So yes, I've saved $10,000+, but I've also reshaped the path I'm travelling on. Granted, this whole discussion suffers from the straw man fallacy, it's not like I can grab myself from an alternate timeline and see how he turned out. Nonetheless, the relative comfort and ease of the life I didn't choose leave a lot to be desired. For one, I wouldn't be as painfully aware of my work/life balance. I enjoy what I do for work, and it's easy to get lost in it. If I didn't have to think long and hard about how to live so close to work without it becoming my life, it's likely I'd end up like the slowly boiling frog: working ever-longer days just because I didn't know what else to do, until eventually that's all I do or know or am. Without the threat of not showering and becoming a total bum looming over my shoulder, I wouldn't have nearly as much motivation to stay active and exercise, and I wouldn't be as consistent with it. And god forbid I had electricity and a living room, I'd end up buying a whole host of things that do nothing to make me a happier, healthier person.

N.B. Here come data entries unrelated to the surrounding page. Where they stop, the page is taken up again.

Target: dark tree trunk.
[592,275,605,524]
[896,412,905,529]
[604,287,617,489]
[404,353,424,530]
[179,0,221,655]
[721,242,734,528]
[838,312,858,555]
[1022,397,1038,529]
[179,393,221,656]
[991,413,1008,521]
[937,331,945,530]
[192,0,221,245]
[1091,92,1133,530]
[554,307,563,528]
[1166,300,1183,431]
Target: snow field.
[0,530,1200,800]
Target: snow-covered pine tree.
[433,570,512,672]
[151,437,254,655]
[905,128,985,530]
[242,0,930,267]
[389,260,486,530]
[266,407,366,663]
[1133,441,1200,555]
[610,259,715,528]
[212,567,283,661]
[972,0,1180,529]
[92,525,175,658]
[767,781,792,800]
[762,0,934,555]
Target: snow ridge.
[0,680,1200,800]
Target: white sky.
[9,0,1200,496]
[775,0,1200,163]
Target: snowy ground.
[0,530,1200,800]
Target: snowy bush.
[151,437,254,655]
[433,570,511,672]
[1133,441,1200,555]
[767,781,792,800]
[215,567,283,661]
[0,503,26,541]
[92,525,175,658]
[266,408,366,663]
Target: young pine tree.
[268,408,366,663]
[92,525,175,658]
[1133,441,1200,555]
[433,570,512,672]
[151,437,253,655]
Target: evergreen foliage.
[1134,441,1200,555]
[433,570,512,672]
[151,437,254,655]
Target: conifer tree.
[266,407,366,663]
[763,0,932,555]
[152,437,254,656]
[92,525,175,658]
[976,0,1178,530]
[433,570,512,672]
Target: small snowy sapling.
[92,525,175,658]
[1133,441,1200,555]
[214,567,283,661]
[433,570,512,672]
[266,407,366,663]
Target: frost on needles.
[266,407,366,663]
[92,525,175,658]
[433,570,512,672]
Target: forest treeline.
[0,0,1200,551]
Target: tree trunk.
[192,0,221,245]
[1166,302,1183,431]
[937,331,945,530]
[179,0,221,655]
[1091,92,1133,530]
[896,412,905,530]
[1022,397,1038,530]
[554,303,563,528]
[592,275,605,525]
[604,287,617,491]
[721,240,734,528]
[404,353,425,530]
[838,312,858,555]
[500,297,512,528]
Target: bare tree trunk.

But if it really came down to it, I could handle working longer, I could handle being less healthy, and I could handle owning things I don't need. What I would have trouble handling is the idea that I could lose my passion for life so easily. Getting into a routine is a double-edged sword. On one hand, everything goes much smoother when you've figured out a schedule that flows from one thing to the next. On the other hand, it's too easy to fall back to a routine just because it's what you're the most comfortable with, even if it isn't the best for you, or even what you want. And while I have all these websites and apps I want to build and posts I want to write and books I want to read and languages I want to learn and places I want to go, I could see all of those things just casually fading into the background noise of my perfectly acceptable normal life. The truck is a ridiculous, obnoxious reminder that I'm not ready to give up on any of that. And that is what makes it "worth it".